A: By structure: Fibrous joints: bones connected by fibrous connective tissue — no joint cavity. Sutures (skull — immovable), syndesmoses (fibula-tibia — slight movement), gomphoses (teeth in sockets — immovable). Cartilaginous joints: bones connected by cartilage. Synchondroses (hyaline cartilage — epiphyseal plates, first rib-sternum — immovable), symphyses (fibrocartilage — intervertebral discs, pubic symphysis — slight movement). Synovial joints: most joints — freely movable. Characteristics: articular cartilage, joint cavity, synovial membrane (secretes synovial fluid), joint capsule. Types by movement: Ball-and-socket (hip, shoulder — most movement), Hinge (elbow, knee, ankle — flexion/extension), Pivot (radioulnar, atlantoaxial — rotation), Condyloid (wrist — flexion/extension + abduction/adduction), Saddle (carpometacarpal of thumb — same as condyloid + circumduction), Gliding/Plane (between carpal bones — sliding).
Q: What is bone remodeling and how is it regulated?
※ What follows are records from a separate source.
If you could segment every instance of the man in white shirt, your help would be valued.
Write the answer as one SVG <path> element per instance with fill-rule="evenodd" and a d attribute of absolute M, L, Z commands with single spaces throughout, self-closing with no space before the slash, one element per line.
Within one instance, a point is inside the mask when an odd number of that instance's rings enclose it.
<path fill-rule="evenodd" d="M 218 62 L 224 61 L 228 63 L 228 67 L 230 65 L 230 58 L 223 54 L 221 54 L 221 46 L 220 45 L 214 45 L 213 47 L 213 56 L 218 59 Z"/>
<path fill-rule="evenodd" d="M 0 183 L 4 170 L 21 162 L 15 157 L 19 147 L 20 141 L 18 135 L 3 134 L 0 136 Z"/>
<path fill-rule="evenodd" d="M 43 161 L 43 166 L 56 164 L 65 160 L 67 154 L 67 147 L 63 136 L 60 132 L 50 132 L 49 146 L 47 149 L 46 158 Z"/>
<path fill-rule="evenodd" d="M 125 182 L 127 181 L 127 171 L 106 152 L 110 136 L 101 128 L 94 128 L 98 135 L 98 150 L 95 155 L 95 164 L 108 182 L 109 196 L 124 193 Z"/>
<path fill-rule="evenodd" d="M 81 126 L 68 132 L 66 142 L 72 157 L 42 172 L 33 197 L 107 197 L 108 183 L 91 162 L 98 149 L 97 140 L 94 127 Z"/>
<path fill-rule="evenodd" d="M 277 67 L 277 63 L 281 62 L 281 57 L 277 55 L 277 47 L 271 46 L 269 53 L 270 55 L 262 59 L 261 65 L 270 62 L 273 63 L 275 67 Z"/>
A: Bone remodeling: continuous process of resorption (osteoclasts) and deposition (osteoblasts) — balances mineral homeostasis and structural adaptation. Coupling: osteoclasts resorb → release growth factors from matrix → stimulate osteoblasts to refill. Regulation: PTH (parathyroid hormone): low Ca2+ → PTH → stimulates osteoclasts → releases Ca2+ from bone → raises blood Ca2+. Also activates vitamin D → increases intestinal absorption. Calcitonin (thyroid C cells): high Ca2+ → calcitonin → inhibits osteoclasts → lowers blood Ca2+. Estrogen/testosterone: inhibit osteoclasts — protect bone density. Loss → osteoporosis. Mechanical stress (Wolff Law): bone remodels according to mechanical forces applied — compression increases bone density; disuse causes atrophy. Vitamin D: essential for calcium absorption in intestine. Deficiency → rickets (children), osteomalacia (adults). Bisphosphonates (alendronate): bind hydroxyapatite → inhibit osteoclasts → used for osteoporosis.